The naira has been hitting new lows among retail bureaux de change operators on renewed drop in oil prices and the Central Bank’s efforts to curb demand to conserve its dwindling foreign reserves.

The dollar hit a 2-week high against a basket of currencies, making oil and other commodities denominated in the greenback less affordable to users of the euro or naira among others.

Oil prices fell as much as 2 percent on Thursday, with Brent trading not far from 11-year lows.

Brent, the global crude benchmark, was down 20 cents at $37.19 a barrel, trading less than $1 above its 2004 low.

The biggest problem for emerging markets right now is the decline in commodity prices, according to Charles Robertson, Renaissance Capital’s Chief economist and Head of Macro Strategy.

“From Russia to Kazakhstan to South Sudan and Argentina, emerging markets are responding by letting markets decide the most appropriate level for the currency,” Robertson said. 

“The Fed rate hike and the promise of more to come contrasts with a preference to cut rates in Europe and Japan.  So we imagine the US dollar will continue to strengthen – and this is an additional challenge for central banks.”
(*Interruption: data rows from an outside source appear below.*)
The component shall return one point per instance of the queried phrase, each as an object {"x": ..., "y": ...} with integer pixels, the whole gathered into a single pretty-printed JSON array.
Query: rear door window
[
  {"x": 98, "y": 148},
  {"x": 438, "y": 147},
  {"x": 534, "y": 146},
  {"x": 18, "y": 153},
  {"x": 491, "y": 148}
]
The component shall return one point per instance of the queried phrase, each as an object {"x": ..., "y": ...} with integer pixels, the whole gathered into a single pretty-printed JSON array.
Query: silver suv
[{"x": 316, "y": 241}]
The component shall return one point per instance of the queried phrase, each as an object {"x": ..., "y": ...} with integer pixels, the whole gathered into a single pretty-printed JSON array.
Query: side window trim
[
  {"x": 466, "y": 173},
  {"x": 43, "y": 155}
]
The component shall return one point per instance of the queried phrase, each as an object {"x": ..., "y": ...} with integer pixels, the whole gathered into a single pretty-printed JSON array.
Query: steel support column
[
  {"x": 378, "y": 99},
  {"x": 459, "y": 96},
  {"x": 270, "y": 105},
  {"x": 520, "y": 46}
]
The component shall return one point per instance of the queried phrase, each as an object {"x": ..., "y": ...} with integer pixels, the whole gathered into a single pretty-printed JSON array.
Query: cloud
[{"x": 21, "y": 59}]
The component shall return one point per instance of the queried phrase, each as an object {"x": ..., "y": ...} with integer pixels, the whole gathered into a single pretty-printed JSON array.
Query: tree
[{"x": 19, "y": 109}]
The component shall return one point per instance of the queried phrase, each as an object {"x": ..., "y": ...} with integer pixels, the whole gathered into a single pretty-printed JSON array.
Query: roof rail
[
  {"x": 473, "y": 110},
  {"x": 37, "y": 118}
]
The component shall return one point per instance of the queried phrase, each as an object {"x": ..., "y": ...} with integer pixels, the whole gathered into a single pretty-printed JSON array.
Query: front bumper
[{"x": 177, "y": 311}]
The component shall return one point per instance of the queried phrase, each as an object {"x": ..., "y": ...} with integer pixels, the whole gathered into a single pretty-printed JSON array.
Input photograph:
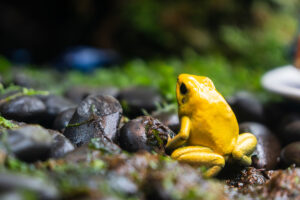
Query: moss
[{"x": 22, "y": 92}]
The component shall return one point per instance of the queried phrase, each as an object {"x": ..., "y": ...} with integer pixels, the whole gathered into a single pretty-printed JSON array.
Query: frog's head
[{"x": 193, "y": 91}]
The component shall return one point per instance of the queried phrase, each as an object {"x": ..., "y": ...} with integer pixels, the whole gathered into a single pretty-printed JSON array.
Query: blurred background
[{"x": 145, "y": 42}]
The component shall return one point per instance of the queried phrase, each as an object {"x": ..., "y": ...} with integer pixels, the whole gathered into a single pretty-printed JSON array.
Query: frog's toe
[
  {"x": 245, "y": 146},
  {"x": 188, "y": 149},
  {"x": 200, "y": 156}
]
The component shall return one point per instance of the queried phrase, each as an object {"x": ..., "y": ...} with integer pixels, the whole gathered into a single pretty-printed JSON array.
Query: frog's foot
[
  {"x": 245, "y": 146},
  {"x": 200, "y": 156}
]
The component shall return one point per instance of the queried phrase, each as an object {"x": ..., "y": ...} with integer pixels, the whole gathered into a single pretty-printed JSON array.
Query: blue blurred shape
[{"x": 86, "y": 58}]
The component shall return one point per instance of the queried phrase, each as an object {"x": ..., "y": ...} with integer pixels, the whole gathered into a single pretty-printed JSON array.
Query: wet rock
[
  {"x": 63, "y": 118},
  {"x": 169, "y": 180},
  {"x": 60, "y": 145},
  {"x": 136, "y": 99},
  {"x": 55, "y": 105},
  {"x": 291, "y": 132},
  {"x": 77, "y": 93},
  {"x": 290, "y": 154},
  {"x": 168, "y": 118},
  {"x": 42, "y": 189},
  {"x": 95, "y": 149},
  {"x": 268, "y": 146},
  {"x": 284, "y": 184},
  {"x": 24, "y": 108},
  {"x": 278, "y": 114},
  {"x": 249, "y": 176},
  {"x": 246, "y": 107},
  {"x": 122, "y": 184},
  {"x": 144, "y": 133},
  {"x": 28, "y": 143},
  {"x": 95, "y": 116}
]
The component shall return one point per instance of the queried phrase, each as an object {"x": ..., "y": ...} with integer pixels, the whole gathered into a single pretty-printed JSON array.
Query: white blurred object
[{"x": 284, "y": 81}]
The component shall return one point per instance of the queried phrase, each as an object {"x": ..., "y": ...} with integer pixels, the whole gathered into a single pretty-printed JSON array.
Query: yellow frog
[{"x": 209, "y": 132}]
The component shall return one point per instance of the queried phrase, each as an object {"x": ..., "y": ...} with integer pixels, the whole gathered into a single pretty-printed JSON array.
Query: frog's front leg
[
  {"x": 183, "y": 135},
  {"x": 246, "y": 144},
  {"x": 200, "y": 156}
]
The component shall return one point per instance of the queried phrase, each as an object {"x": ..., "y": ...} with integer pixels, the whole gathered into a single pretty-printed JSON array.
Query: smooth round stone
[
  {"x": 97, "y": 147},
  {"x": 77, "y": 93},
  {"x": 168, "y": 118},
  {"x": 290, "y": 154},
  {"x": 136, "y": 99},
  {"x": 246, "y": 107},
  {"x": 25, "y": 108},
  {"x": 62, "y": 119},
  {"x": 95, "y": 116},
  {"x": 291, "y": 132},
  {"x": 60, "y": 145},
  {"x": 28, "y": 143},
  {"x": 55, "y": 105},
  {"x": 144, "y": 133},
  {"x": 268, "y": 146}
]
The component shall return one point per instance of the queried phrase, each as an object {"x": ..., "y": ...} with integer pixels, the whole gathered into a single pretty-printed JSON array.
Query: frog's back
[{"x": 215, "y": 126}]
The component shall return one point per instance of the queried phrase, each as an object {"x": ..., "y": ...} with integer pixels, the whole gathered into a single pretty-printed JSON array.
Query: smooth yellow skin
[{"x": 209, "y": 132}]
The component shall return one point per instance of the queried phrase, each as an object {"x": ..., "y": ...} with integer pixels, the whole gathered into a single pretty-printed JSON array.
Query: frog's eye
[{"x": 183, "y": 89}]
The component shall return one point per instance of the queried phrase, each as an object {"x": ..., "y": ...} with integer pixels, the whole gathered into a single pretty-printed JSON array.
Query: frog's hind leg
[
  {"x": 246, "y": 144},
  {"x": 201, "y": 156}
]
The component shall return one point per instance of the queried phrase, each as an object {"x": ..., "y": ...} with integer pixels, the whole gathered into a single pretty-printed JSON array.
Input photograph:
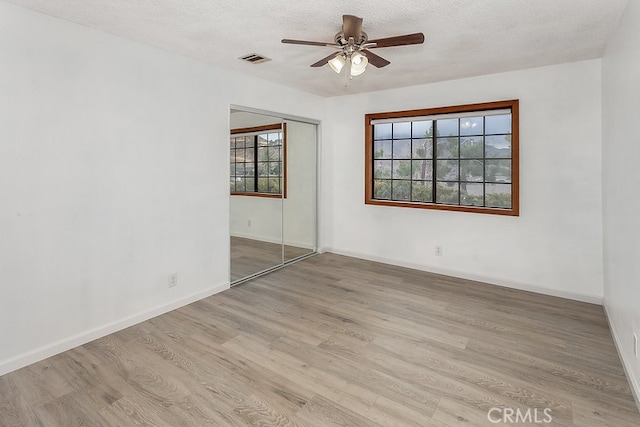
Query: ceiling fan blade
[
  {"x": 416, "y": 38},
  {"x": 323, "y": 61},
  {"x": 375, "y": 60},
  {"x": 305, "y": 42},
  {"x": 351, "y": 27}
]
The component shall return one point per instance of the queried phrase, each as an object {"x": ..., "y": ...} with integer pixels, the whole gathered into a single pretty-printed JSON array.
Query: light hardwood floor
[
  {"x": 249, "y": 256},
  {"x": 333, "y": 340}
]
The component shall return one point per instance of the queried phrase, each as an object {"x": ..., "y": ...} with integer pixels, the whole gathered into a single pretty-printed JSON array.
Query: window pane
[
  {"x": 471, "y": 194},
  {"x": 498, "y": 146},
  {"x": 471, "y": 147},
  {"x": 274, "y": 169},
  {"x": 382, "y": 131},
  {"x": 422, "y": 149},
  {"x": 447, "y": 127},
  {"x": 250, "y": 184},
  {"x": 422, "y": 170},
  {"x": 498, "y": 124},
  {"x": 498, "y": 195},
  {"x": 263, "y": 185},
  {"x": 421, "y": 191},
  {"x": 274, "y": 185},
  {"x": 382, "y": 189},
  {"x": 401, "y": 169},
  {"x": 263, "y": 169},
  {"x": 447, "y": 148},
  {"x": 422, "y": 129},
  {"x": 447, "y": 192},
  {"x": 247, "y": 155},
  {"x": 263, "y": 153},
  {"x": 447, "y": 170},
  {"x": 402, "y": 149},
  {"x": 382, "y": 169},
  {"x": 274, "y": 138},
  {"x": 471, "y": 170},
  {"x": 402, "y": 130},
  {"x": 471, "y": 126},
  {"x": 382, "y": 150},
  {"x": 401, "y": 190},
  {"x": 498, "y": 171}
]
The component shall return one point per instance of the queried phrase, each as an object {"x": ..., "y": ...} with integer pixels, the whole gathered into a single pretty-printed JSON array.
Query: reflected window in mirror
[{"x": 258, "y": 161}]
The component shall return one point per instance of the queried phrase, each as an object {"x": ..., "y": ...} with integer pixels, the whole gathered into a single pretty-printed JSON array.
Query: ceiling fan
[{"x": 354, "y": 46}]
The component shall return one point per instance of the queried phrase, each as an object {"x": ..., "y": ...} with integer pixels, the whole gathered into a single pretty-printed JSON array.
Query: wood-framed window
[
  {"x": 259, "y": 161},
  {"x": 461, "y": 158}
]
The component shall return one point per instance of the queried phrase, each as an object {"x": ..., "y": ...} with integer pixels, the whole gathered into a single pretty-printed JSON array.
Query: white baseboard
[
  {"x": 593, "y": 299},
  {"x": 65, "y": 344},
  {"x": 626, "y": 365},
  {"x": 304, "y": 245}
]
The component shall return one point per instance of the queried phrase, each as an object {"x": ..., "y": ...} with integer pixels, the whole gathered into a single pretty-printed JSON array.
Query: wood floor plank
[{"x": 333, "y": 340}]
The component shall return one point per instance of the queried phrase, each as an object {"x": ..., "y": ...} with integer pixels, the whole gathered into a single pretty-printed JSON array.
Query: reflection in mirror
[{"x": 257, "y": 185}]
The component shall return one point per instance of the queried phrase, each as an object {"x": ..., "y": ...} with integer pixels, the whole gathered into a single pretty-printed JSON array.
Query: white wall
[
  {"x": 554, "y": 246},
  {"x": 621, "y": 180},
  {"x": 111, "y": 177},
  {"x": 298, "y": 208}
]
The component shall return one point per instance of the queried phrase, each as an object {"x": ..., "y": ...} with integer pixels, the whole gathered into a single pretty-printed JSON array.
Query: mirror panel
[
  {"x": 299, "y": 206},
  {"x": 256, "y": 204}
]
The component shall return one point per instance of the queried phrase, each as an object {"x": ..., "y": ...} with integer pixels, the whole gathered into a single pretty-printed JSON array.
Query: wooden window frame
[
  {"x": 276, "y": 126},
  {"x": 459, "y": 109}
]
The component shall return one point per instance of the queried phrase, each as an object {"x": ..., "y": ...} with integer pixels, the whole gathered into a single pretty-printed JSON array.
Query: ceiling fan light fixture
[
  {"x": 336, "y": 63},
  {"x": 358, "y": 63}
]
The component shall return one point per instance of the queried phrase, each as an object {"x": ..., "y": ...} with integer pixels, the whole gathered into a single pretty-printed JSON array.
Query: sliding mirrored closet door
[{"x": 272, "y": 192}]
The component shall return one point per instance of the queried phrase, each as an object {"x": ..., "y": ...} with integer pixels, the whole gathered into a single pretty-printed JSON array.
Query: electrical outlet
[{"x": 173, "y": 280}]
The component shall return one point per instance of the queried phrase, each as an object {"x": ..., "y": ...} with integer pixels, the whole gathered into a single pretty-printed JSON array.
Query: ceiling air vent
[{"x": 254, "y": 58}]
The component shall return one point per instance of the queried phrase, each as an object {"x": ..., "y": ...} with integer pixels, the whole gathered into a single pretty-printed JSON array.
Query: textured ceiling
[{"x": 463, "y": 37}]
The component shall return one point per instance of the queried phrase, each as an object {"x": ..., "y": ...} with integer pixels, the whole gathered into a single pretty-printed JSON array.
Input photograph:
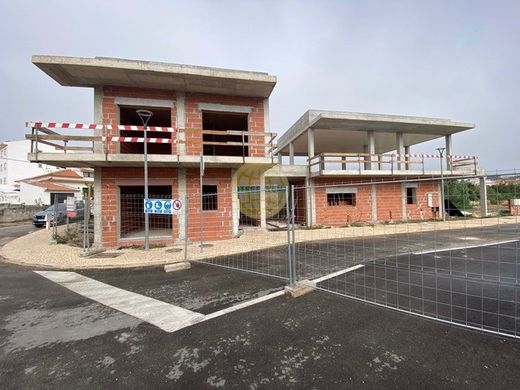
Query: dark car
[{"x": 39, "y": 217}]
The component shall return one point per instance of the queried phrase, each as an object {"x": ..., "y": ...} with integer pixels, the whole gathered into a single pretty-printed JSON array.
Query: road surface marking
[
  {"x": 161, "y": 314},
  {"x": 242, "y": 305}
]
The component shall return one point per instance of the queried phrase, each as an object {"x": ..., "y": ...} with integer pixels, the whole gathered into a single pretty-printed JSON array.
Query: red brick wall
[
  {"x": 388, "y": 198},
  {"x": 421, "y": 210},
  {"x": 389, "y": 202},
  {"x": 338, "y": 215},
  {"x": 193, "y": 115},
  {"x": 194, "y": 121},
  {"x": 217, "y": 224},
  {"x": 109, "y": 194},
  {"x": 110, "y": 113}
]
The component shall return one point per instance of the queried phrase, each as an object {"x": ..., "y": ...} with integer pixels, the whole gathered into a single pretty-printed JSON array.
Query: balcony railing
[
  {"x": 324, "y": 163},
  {"x": 61, "y": 137}
]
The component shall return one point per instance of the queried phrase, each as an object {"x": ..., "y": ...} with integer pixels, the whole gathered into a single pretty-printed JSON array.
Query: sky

Policymakers expect only “gradual” future increases in the federal funds rate after Wednesday’s move, the Fed said in a statement. It added that given the current shortfall in inflation, compared with its 2 per cent target, it would “carefully monitor actual and expected progress” towards its inflation goal.

Median interest-rate projections from the central bank’s policymakers suggested rates could rise by another 100 basis points in 2016.

That would put additional pressure on the beleaguered naira.